Between September and March, plantain in a 50kg rice bag could be obtained in Edo and other south-west states at anything from N1, 500. The same luggage of plantain enters Lagos markets at anything from N4, 000 depending on the truck driver’s ability to negotiate with the police.


On some frenzied days, the number of roadblocks between Benin and Lagos could be as many as 19.
A truck driver hauling bags of plantain from Benin to Lagos drops N1, 500 for soldiers and police at each of the check points. As seemingly harmless as the police are, they are the most dangerous at the check points.
Any truck driver hauling plantain who argues with police over the N1, 500 toll is ordered to park his truck and accused of hauling Indian hemp. The driver would be compelled to offload the truck for thorough inspection. That punishment could keep the cargo of plantain for two days until it ripens under the heat and rot away. After such a massive loss no driver dares to try the police a second time.

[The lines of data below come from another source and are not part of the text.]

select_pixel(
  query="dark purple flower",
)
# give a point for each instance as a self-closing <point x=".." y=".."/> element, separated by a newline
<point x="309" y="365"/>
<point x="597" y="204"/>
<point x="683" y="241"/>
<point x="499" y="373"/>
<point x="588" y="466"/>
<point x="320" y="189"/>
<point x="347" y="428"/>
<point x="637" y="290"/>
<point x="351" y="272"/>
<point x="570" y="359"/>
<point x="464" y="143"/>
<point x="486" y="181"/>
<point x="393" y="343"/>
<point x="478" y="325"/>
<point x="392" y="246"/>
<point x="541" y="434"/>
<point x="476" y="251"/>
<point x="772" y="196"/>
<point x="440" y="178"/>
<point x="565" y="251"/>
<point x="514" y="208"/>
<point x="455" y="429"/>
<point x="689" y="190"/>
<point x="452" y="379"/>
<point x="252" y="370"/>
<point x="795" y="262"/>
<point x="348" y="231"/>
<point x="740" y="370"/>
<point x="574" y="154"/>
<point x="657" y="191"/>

The cost of the police extortion at the check points increases the prices of food items by at least 40 per cent as they are factored into the produce price and haulage cost and passed to consumers by way of higher price tags.
Since the federal government cannot stop police extortion at check points, it should tackle food inflation in Nigeria with the Maradi rail solution. It should build railways for evacuating food items without police extortion. Besides, haulage on rail is cheaper than roads. That probably is the cheapest way to tame food inflation.